Now the YAML output of BigDFT is read one piece at a time.

ef591291 · Lauri Himanen · 4dcb479c · ef591291
Commit ef591291 authored 8 years ago by Lauri Himanen
--- a/parser/parser-big-dft/bigdftparser/versions/bigdft18/mainparser.py
+++ b/parser/parser-big-dft/bigdftparser/versions/bigdft18/mainparser.py
 import re
 import logging
 import numpy as np
-from yaml import load
-try:
-    from yaml import CLoader as Loader, CDumper as Dumper
-except ImportError:
-    from yaml import Loader, Dumper
-from nomadcore.baseclasses import BasicParser
+from yaml import Loader
+from yaml import ScalarNode, SequenceNode, MappingNode, MappingEndEvent
+from nomadcore.baseclasses import AbstractBaseParser
 LOGGER = logging.getLogger("nomad")


 #===============================================================================
-class BigDFTMainParser(BasicParser):
+class BigDFTMainParser(AbstractBaseParser):
    """The main parser class that is called for all run types. Parses the NWChem
    output file.
    """
@@ -23,16 +20,56 @@ class BigDFTMainParser(BasicParser):
    def parse(self):
        """The output file of a BigDFT run is a YAML document. Here we directly
        parse this document with an existing YAML library, and push its
-        contents into the backend. Currently this function will read the whole
-        document into memory. If this leads to memory issues with large files,
-        this function will need to be changed to a token base version.
+        contents into the backend. This function will read the document in
+        smaller pieces, thus preventing the parser from opening too large files
+        directly into memory.
        """
+        self.prepare()
        with open(self.file_path, "r") as fin:
-            data = load(fin, Loader=Loader)

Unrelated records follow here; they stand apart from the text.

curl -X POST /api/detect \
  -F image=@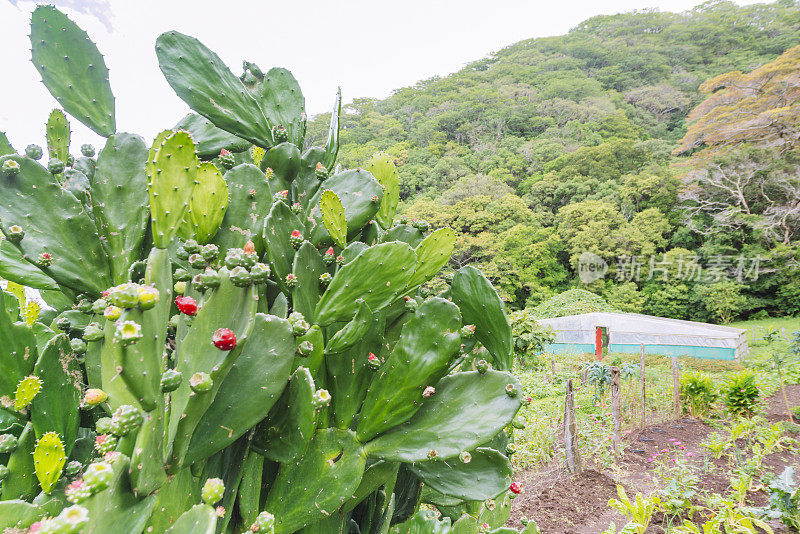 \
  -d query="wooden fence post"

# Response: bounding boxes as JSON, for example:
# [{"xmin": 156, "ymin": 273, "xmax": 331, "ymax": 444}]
[
  {"xmin": 564, "ymin": 379, "xmax": 583, "ymax": 475},
  {"xmin": 639, "ymin": 343, "xmax": 647, "ymax": 430},
  {"xmin": 611, "ymin": 365, "xmax": 622, "ymax": 455},
  {"xmin": 672, "ymin": 356, "xmax": 681, "ymax": 418}
]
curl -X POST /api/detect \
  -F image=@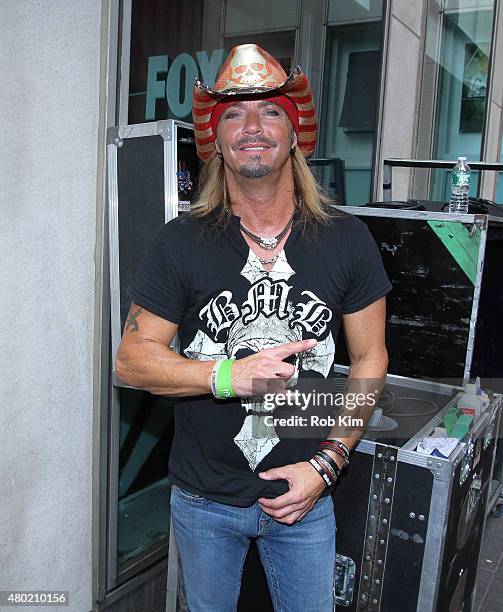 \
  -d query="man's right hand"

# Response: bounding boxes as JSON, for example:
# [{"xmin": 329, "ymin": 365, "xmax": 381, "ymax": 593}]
[{"xmin": 231, "ymin": 340, "xmax": 316, "ymax": 397}]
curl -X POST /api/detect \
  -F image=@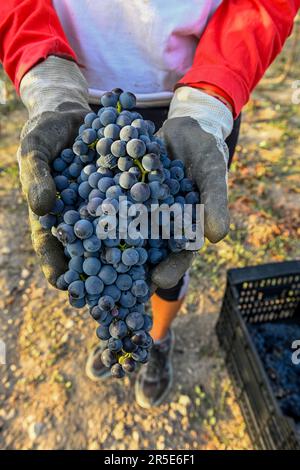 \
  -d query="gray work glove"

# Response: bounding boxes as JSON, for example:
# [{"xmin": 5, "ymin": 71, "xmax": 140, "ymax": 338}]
[
  {"xmin": 17, "ymin": 56, "xmax": 89, "ymax": 285},
  {"xmin": 152, "ymin": 87, "xmax": 233, "ymax": 289}
]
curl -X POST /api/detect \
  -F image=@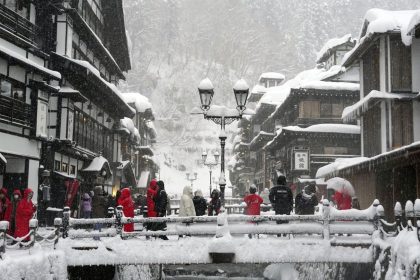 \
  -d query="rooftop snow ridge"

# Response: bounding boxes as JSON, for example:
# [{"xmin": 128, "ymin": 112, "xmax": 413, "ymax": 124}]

-            # Parse SCF information
-            scf_data = data["Ground State Optimization"]
-            self.scf(scf_data)
+            # Open default sections and output default information
+            section_run_id = self.backend.openSection("section_run")
+            section_system_id = self.backend.openSection("section_system")
+            section_method_id = self.backend.openSection("section_method")
+            self.backend.addValue("program_name", "BigDFT")
+
+            loader = Loader(fin)
+            generator = self.generate_root_nodes(loader)
+
+            # Go through all the keys in the mapping, and call an appropriate
+            # function on the value.
+            for key, value in generator:
+
+                if key == "Version Number":
+                    self.backend.addValue("program_version", value)
+
+            # Close default sections
+            self.backend.closeSection("section_method", section_method_id)
+            self.backend.closeSection("section_system", section_system_id)
+            self.backend.closeSection("section_run", section_run_id)
+
+    def generate_root_nodes(self, loader):
+        # Ignore the first two events
+        loader.get_event()  # StreamStarEvetn
+        loader.get_event()  # DocumentStartEvent
+        start_event = loader.get_event()  # MappingStartEvent
+        tag = start_event.tag
+
+        # This is the root mapping that contains everything
+        node = MappingNode(tag, [],
+                start_event.start_mark, None,
+                flow_style=start_event.flow_style)
+
+        while not loader.check_event(MappingEndEvent):
+            key = loader.construct_scalar(loader.compose_node(node, None))
+            value = loader.compose_node(node, key)
+            if isinstance(value, MappingNode):
+                value = loader.construct_mapping(value)
+            elif isinstance(value, SequenceNode):
+                value = loader.construct_sequence(value)
+            elif isinstance(value, ScalarNode):
+                value = loader.construct_scalar(value)
+            yield (key, value)

    def scf(self, scf):
        """Parse the SCF loop information.